President Donald Trump told reporters Wednesday that he would not authorize the release of his tax returns after Democrats in the House sent a letter to the Internal Revenue Service, requesting the president's records.
"Not gonna do it while I'm under audit," Trump said at the White House Wednesday morning before he departed for a trip to Texas. "There is no law, as you know, I got elected last time with the same issue and while I'm under audit, I won't do it. If I'm not under audit, I would do it, I have no problem with it, but while I'm under audit, I would not give my taxes."
At issue is a 1920s-era law known as Section 6103 which allows three people on Capitol Hill - the Senate Finance Committee chairman, the head of the Joint Committee on Taxation and the chairman of the House Ways and Means committee - to request any individual's tax information for "legislative purposes."

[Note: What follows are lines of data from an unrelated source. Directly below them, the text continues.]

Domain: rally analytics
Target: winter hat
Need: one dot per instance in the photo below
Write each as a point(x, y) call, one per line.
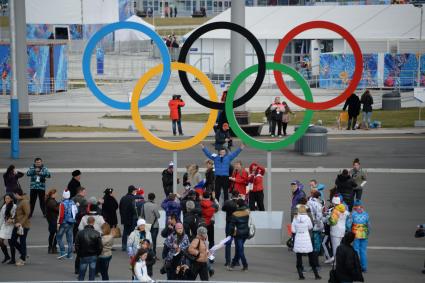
point(140, 222)
point(190, 205)
point(336, 200)
point(76, 173)
point(66, 194)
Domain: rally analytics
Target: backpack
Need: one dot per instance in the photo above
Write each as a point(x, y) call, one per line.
point(70, 210)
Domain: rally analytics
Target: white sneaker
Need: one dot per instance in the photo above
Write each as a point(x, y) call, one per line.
point(331, 260)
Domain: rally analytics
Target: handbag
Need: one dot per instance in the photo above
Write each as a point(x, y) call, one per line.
point(116, 232)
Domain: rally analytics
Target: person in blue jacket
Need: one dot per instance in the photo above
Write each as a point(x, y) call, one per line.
point(221, 165)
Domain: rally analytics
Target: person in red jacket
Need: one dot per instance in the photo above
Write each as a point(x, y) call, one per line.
point(239, 178)
point(255, 184)
point(209, 206)
point(175, 105)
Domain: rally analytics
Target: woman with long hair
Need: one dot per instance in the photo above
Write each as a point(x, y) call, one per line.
point(52, 212)
point(7, 217)
point(11, 179)
point(139, 268)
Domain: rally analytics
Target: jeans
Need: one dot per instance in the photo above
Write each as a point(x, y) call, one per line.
point(53, 229)
point(240, 252)
point(128, 228)
point(104, 266)
point(177, 123)
point(34, 193)
point(154, 234)
point(366, 118)
point(21, 246)
point(90, 262)
point(221, 182)
point(65, 228)
point(360, 246)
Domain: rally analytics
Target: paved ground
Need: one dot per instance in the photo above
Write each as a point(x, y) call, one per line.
point(394, 200)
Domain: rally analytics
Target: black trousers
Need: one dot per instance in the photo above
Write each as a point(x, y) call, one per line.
point(279, 127)
point(33, 199)
point(256, 197)
point(352, 120)
point(200, 268)
point(222, 182)
point(312, 260)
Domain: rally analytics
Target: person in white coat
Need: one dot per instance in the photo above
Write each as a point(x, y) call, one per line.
point(140, 272)
point(134, 241)
point(7, 216)
point(337, 220)
point(301, 226)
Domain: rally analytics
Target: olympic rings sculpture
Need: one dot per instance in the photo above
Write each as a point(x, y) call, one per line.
point(166, 67)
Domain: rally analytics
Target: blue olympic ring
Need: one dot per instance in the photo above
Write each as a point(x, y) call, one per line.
point(111, 28)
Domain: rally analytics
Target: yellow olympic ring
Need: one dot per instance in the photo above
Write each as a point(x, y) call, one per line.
point(164, 144)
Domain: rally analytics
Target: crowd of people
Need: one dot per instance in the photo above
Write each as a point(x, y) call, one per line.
point(336, 227)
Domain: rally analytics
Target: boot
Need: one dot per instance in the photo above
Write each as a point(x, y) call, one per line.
point(300, 273)
point(316, 274)
point(6, 254)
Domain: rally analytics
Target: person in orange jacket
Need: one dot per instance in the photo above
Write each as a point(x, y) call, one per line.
point(239, 178)
point(255, 184)
point(175, 105)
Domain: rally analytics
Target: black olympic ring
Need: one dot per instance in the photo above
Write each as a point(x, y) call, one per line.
point(258, 50)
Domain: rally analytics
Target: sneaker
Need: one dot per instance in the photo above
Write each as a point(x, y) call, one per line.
point(331, 260)
point(20, 263)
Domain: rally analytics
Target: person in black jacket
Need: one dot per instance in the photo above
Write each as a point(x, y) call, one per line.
point(74, 184)
point(353, 103)
point(11, 179)
point(128, 214)
point(109, 208)
point(229, 207)
point(88, 246)
point(348, 268)
point(167, 179)
point(239, 228)
point(345, 186)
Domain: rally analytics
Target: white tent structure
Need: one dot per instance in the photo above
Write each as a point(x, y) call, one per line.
point(377, 28)
point(133, 35)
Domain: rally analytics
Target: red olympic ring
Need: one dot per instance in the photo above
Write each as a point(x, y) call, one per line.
point(352, 86)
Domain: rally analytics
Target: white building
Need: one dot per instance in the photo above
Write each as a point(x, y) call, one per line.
point(377, 28)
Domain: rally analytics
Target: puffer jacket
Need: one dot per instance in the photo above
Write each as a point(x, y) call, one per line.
point(239, 223)
point(43, 174)
point(345, 186)
point(256, 178)
point(337, 221)
point(301, 225)
point(171, 207)
point(316, 209)
point(88, 242)
point(359, 222)
point(222, 164)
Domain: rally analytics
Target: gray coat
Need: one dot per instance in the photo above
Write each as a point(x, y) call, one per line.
point(151, 214)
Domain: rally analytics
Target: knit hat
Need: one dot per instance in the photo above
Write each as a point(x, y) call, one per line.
point(336, 200)
point(76, 173)
point(66, 194)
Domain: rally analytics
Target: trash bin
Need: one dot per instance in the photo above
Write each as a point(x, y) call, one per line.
point(315, 141)
point(391, 101)
point(298, 143)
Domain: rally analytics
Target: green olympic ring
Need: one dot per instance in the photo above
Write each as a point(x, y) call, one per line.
point(248, 140)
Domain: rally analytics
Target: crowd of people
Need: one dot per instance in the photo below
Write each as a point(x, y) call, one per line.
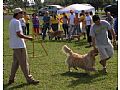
point(93, 28)
point(73, 24)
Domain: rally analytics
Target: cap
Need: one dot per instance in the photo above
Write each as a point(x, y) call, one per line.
point(17, 10)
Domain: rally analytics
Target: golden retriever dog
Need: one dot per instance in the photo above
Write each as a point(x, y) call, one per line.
point(75, 60)
point(76, 36)
point(58, 34)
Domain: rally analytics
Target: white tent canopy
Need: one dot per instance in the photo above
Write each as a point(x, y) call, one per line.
point(77, 8)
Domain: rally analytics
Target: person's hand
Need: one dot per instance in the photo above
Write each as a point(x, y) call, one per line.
point(114, 42)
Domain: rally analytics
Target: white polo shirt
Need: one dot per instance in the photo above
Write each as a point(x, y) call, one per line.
point(15, 41)
point(88, 20)
point(71, 17)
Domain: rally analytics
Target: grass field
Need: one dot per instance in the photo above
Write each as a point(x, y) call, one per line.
point(52, 71)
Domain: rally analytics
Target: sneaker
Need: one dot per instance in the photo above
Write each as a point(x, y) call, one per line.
point(10, 82)
point(33, 82)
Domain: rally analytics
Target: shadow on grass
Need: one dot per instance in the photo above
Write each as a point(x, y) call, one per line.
point(10, 87)
point(83, 78)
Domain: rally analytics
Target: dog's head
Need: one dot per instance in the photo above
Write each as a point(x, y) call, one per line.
point(93, 53)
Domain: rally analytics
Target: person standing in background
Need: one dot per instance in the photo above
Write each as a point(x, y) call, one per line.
point(88, 21)
point(17, 43)
point(54, 21)
point(77, 29)
point(35, 21)
point(110, 19)
point(27, 20)
point(71, 24)
point(99, 34)
point(65, 24)
point(82, 20)
point(23, 24)
point(46, 24)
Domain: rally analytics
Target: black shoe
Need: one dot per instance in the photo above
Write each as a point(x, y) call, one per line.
point(33, 82)
point(10, 82)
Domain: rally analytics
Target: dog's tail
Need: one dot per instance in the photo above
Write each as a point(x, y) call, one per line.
point(67, 50)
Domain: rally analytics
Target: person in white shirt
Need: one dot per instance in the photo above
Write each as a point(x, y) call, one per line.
point(88, 21)
point(71, 24)
point(17, 43)
point(23, 24)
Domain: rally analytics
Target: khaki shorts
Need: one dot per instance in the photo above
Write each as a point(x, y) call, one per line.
point(105, 51)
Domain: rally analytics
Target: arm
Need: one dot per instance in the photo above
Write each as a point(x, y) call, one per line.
point(113, 35)
point(93, 42)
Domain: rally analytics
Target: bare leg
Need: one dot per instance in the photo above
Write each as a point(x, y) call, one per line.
point(103, 63)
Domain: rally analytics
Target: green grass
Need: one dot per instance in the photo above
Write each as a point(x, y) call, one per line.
point(51, 70)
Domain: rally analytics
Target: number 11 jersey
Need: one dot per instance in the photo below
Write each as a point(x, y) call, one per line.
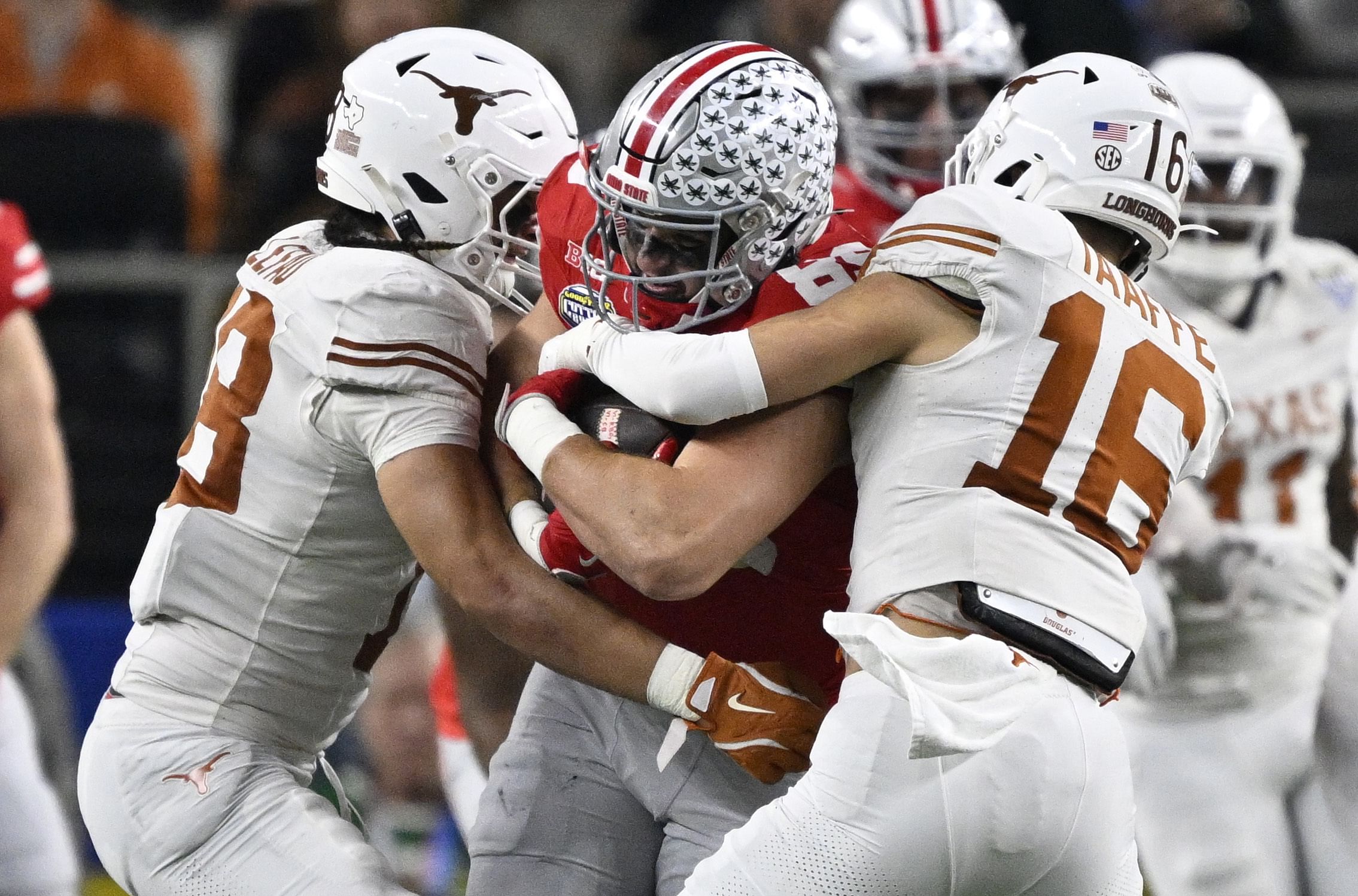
point(275, 576)
point(1039, 458)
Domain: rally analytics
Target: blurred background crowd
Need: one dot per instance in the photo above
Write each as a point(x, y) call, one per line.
point(153, 143)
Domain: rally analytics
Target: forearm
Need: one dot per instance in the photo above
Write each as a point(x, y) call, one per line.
point(552, 624)
point(34, 540)
point(685, 378)
point(640, 517)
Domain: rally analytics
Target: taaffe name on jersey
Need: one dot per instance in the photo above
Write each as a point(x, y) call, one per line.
point(576, 305)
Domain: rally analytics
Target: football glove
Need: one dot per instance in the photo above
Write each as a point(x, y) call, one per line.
point(753, 712)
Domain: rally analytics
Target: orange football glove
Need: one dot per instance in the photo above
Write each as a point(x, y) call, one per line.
point(753, 712)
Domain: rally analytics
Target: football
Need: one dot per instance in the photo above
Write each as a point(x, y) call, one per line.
point(612, 418)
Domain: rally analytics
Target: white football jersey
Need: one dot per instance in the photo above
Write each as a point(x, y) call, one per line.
point(1288, 371)
point(1039, 458)
point(275, 576)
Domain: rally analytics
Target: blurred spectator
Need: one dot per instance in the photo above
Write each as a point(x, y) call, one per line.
point(37, 854)
point(285, 77)
point(86, 56)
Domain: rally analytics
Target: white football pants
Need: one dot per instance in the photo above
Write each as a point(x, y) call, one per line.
point(1212, 797)
point(177, 809)
point(37, 854)
point(463, 780)
point(1044, 812)
point(1327, 807)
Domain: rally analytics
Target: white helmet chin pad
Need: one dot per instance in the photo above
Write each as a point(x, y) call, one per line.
point(431, 128)
point(1087, 135)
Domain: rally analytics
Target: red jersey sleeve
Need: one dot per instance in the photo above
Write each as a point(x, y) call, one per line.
point(443, 698)
point(25, 281)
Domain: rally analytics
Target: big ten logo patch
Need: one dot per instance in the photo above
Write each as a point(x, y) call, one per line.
point(578, 305)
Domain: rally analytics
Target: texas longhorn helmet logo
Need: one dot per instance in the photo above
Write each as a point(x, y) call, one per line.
point(467, 101)
point(1028, 80)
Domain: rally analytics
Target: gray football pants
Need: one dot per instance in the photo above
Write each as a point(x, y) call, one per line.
point(579, 806)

The chairman of the House Ways and Means Committee Rep. Richard Neal (D-MA), set a Wednesday deadline for IRS Commissioner Charles Rettig to provide six years of Trump's personal and business tax returns by Wednesday. A refusal by the agency would likely trigger a court battle between the White House and Congress.
The law was written in response to the Teapot Dome Scandal, a bribery scandal that enveloped President Warren G. Harding's administration from 1921 to 1923. The law gives subpoena power to those three individuals in Congress to review tax records without regard to elected or appointed position.
In a letter sent to the IRS last week, Trump's lawyer William Consovoy, objected to Neal's request arguing that the president's tax returns should be protected by privacy.
"This request is a transparent effort by one political party to harass an official from the other party because they dislike his politics and speech," Consovoy wrote.
At a hearing Tuesday, Treasury Secretary Steve Mnuchin said he would "comply with the law" but did not confirm what the Treasury Department would do next.
"I just want to be very clear. ... I have said that I will comply with the law. I have not made a comment one way or another whether we would supply the tax returns. I want to be very clear on that. We have said we will comply with the law."
Trump has repeatedly asserted that he will not release his tax returns while under audit. Past presidents, including Presidents Barack Obama and George W. Bush both released their returns during their time in office.
"I built a great company, one of the best companies, I have some of the greatest assets in the world, I did a good job, and now, frankly, I don't care about them, I only care about the United States," Trump said Wednesday. "But I have no obligation to do that while I'm under audit. And no lawyer would tell you to release your tax returns while you're under audit."